From Real World OCaml, page 38(see https://realworldocaml.org/v1/en/html/variables-and-functions.html#prefix-and-infix-operators). It defines a function:
# let (|>) x f = f x ;;
and applied it to strings:
# let path = "/usr/bin:/usr/local/bin:/bin:/sbin";; val path : string = "/usr/bin:/usr/local/bin:/bin:/sbin" # String.split ~on:':' path |> List.dedup ~compare:String.compare |> List.iter ~f:print_endline ;; /bin /sbin /usr/bin /usr/local/bin - : unit = ()

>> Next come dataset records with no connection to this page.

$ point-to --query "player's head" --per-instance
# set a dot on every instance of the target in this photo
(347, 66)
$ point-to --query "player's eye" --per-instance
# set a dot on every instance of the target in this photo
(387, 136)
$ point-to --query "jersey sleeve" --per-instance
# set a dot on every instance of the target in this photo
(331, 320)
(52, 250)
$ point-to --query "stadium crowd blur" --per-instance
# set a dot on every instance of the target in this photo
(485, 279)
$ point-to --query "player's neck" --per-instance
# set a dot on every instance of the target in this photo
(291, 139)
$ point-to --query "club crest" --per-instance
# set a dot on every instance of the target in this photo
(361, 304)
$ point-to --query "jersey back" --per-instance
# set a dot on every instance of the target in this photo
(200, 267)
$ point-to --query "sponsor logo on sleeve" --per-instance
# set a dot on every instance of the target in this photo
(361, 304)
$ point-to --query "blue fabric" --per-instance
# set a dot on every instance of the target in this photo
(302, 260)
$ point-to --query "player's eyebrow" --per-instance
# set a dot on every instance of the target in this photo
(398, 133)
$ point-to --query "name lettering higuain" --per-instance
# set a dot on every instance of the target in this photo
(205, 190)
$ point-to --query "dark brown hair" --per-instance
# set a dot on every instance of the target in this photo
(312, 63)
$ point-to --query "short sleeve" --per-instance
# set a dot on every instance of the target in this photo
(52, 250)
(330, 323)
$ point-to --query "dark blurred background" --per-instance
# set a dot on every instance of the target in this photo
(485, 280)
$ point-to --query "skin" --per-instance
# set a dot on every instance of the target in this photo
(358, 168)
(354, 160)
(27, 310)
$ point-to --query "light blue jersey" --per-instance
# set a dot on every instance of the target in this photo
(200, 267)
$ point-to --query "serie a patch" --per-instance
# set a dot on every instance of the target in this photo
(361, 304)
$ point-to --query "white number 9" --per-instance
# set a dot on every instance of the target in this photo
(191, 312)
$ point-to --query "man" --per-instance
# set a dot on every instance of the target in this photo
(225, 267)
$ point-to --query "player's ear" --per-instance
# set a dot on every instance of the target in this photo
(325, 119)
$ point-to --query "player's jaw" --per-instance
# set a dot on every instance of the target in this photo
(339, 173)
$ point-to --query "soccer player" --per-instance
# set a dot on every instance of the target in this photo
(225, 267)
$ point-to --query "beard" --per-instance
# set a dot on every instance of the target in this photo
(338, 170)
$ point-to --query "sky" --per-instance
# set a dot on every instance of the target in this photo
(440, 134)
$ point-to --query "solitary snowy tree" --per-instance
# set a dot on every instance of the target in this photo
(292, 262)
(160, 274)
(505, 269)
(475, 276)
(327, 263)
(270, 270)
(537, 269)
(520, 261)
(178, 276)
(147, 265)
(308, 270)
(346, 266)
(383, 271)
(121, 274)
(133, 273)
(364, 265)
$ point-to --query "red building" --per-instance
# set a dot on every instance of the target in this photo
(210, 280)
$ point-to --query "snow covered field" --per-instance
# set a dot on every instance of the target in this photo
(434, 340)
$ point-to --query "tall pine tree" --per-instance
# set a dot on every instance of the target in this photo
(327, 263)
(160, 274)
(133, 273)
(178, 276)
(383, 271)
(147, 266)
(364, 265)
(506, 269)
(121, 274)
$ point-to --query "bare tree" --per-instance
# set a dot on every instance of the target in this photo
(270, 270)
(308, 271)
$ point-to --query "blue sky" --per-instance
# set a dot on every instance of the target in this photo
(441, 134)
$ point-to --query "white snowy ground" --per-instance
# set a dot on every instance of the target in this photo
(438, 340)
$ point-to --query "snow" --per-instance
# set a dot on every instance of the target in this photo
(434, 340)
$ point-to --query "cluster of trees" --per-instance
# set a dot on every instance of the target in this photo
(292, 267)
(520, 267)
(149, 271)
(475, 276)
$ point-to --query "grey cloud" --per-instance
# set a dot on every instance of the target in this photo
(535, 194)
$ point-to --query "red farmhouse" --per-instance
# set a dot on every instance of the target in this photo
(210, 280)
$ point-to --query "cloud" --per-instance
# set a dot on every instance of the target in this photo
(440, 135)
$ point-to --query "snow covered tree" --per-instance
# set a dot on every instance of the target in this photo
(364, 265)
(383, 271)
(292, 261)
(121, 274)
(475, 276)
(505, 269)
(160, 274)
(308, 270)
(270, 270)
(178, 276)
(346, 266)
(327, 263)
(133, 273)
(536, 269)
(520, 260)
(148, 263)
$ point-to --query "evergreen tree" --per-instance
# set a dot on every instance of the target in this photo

I am wondering - what does the operator do, really? I am confused because
List.iter is a function and
print_endline is a function as well. Reading the code I do not see where
List.dedup operates on the given path string. I read the book over and over again, it says:
" It's not quite obvious at first what the purpose of this operator is: it just takes a value and a function and applies the function to the value. Despite that bland-sounding description, it has the useful role of a sequencing operator, similar in spirit to using the pipe character in the UNIX shell. Consider, for example, the following code for printing out the unique elements of your PATH. Note that List.dedup that follows removes duplicates from a list by sorting the list using the provided comparison function. "
But why would the two functions operates on "path" after all? Can someone enlighten me?